Un claro ejemplo del surgimiento de este nuevo modelo es la venta del paquete accionario del 24% que posee la firma Otro Capital en Alpine. Esta empresa estadounidense, especializada en negocios deportivos, adquirió esas acciones en 2013 por 233 millones de dólares. Sin embargo, la valuación actual solicitada por Otro Capital supera los 700 millones, lo que implica un valor total del equipo cercano a los 3.000 millones de dólares. Este precio resultó excesivo para Mercedes, que en las negociaciones decidió abandonar la compra de esta participación minoritaria pese a ser un rival directo en pista.
Pero Mercedes no fue el único interesado en adquirir una parte de Alpine. A principios de 2026, Flavio Briatore confirmó que existen varios grupos interesados, entre ellos un consorcio vinculado a Christian Horner, exjefe de Red Bull, quien apunta a ingresar nuevamente como inversor antes que como empleado. Sin embargo, cualquier posible venta de acciones debe contar con la aprobación del Grupo Renault, que mantiene el control mayoritario de Alpine y posee un derecho de veto sobre la operación hasta septiembre, además de conservar influencia luego de esa fecha.

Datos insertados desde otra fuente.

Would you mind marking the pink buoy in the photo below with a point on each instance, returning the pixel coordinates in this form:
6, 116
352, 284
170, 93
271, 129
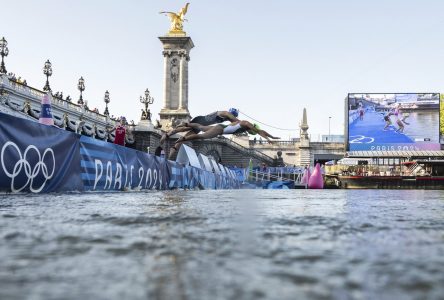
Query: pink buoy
45, 111
316, 181
306, 176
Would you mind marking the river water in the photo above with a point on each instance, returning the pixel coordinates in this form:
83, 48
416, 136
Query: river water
246, 244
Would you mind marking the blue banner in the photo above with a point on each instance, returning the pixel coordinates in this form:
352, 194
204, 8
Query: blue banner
37, 158
40, 158
107, 166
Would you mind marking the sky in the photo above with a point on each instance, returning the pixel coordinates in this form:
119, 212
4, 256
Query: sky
269, 59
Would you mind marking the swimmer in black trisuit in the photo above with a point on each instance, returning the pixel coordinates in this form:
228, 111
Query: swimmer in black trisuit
213, 118
219, 129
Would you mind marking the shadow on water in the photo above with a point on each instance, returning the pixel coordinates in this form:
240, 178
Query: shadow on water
248, 244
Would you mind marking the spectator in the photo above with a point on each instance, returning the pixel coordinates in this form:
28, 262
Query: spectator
120, 132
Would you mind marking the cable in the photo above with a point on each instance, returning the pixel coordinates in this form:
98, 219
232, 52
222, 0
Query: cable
286, 129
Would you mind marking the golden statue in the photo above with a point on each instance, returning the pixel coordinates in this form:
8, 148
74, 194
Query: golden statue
177, 20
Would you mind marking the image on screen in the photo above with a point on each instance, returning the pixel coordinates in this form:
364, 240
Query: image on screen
394, 122
441, 120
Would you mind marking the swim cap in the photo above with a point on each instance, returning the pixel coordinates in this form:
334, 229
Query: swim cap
234, 112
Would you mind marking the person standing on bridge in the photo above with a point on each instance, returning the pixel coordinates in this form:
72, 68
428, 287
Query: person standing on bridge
213, 118
219, 129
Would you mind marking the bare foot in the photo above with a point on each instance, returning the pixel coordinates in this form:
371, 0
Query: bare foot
173, 150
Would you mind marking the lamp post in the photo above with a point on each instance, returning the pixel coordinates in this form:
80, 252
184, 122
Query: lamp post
146, 115
4, 51
107, 100
47, 70
81, 87
329, 118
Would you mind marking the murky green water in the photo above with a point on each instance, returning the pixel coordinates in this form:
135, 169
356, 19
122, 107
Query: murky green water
249, 244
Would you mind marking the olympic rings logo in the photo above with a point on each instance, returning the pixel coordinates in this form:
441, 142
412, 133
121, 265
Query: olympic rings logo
23, 163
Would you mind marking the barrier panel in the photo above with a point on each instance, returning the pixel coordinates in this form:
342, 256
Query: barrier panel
37, 158
40, 158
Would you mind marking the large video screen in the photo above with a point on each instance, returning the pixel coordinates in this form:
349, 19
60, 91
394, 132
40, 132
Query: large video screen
394, 122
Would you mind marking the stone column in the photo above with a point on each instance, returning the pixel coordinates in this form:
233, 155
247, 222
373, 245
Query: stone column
176, 49
166, 79
182, 83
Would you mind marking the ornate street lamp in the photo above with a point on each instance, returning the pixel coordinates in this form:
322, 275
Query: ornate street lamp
4, 51
47, 70
81, 87
146, 114
107, 100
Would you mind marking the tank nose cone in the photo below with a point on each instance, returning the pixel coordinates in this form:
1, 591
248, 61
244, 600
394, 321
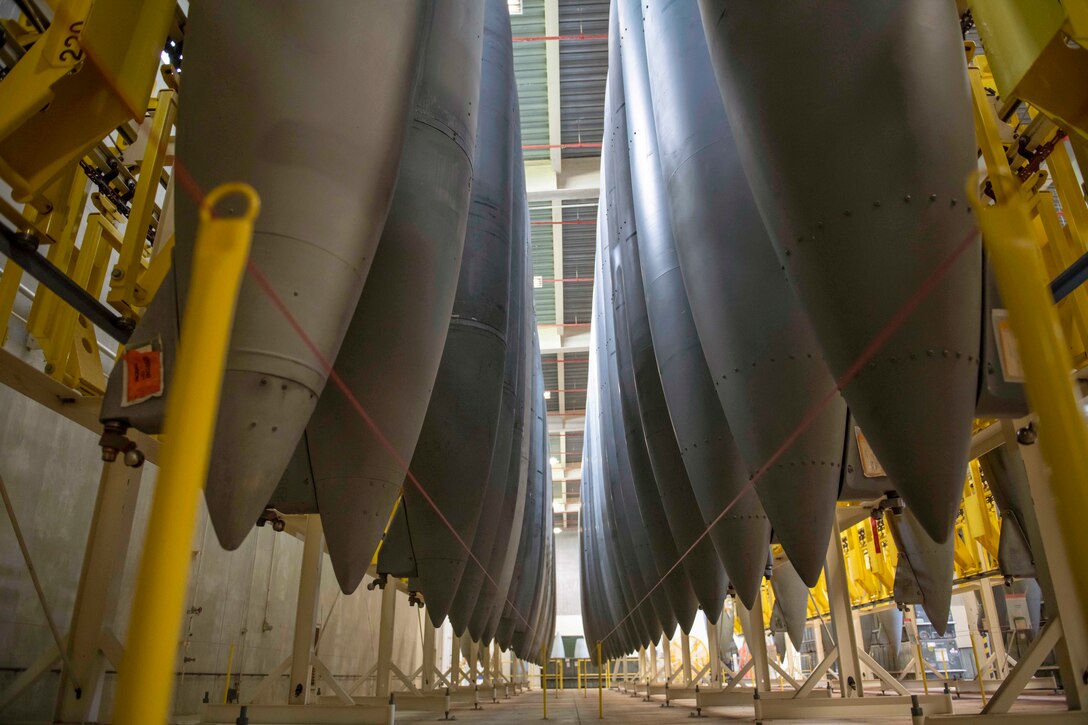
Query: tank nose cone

Esta dinámica pone en evidencia que, aunque Alpine podría abrir la puerta a nuevos inversionistas, la decisión última sigue en manos del grupo francés, que define quién puede integrarse y bajo qué condiciones. Más allá de las cifras financieras, el control estratégico sigue siendo un factor clave.
El valor de Alpine, además, se fundamenta no solo en su desempeño deportivo inmediato, sino en la proyección económica y el atractivo del negocio de la Fórmula 1, que en años anteriores sufrió una caída de participantes. Entre 2008 y 2016, varios fabricantes abandonaron la categoría, y equipos desaparecieron o quebraron. Hoy la categoría apunta a garantizar una base sólida de inversores capaces de sostener y hacer crecer la parrilla mediante menos equipos, pero con socios financieros fuertes y estratégicos, que aporten estabilidad.
Así, Alpine representa un ejemplo del cambio de paradigma en la Fórmula 1: el interés está en fragmentar la propiedad, administrar el riesgo y mantener el control de la gestión deportiva y económica. Este esquema refleja la profesionalización y complejidad que rodea a la máxima categoría del automovilismo en la actualidad.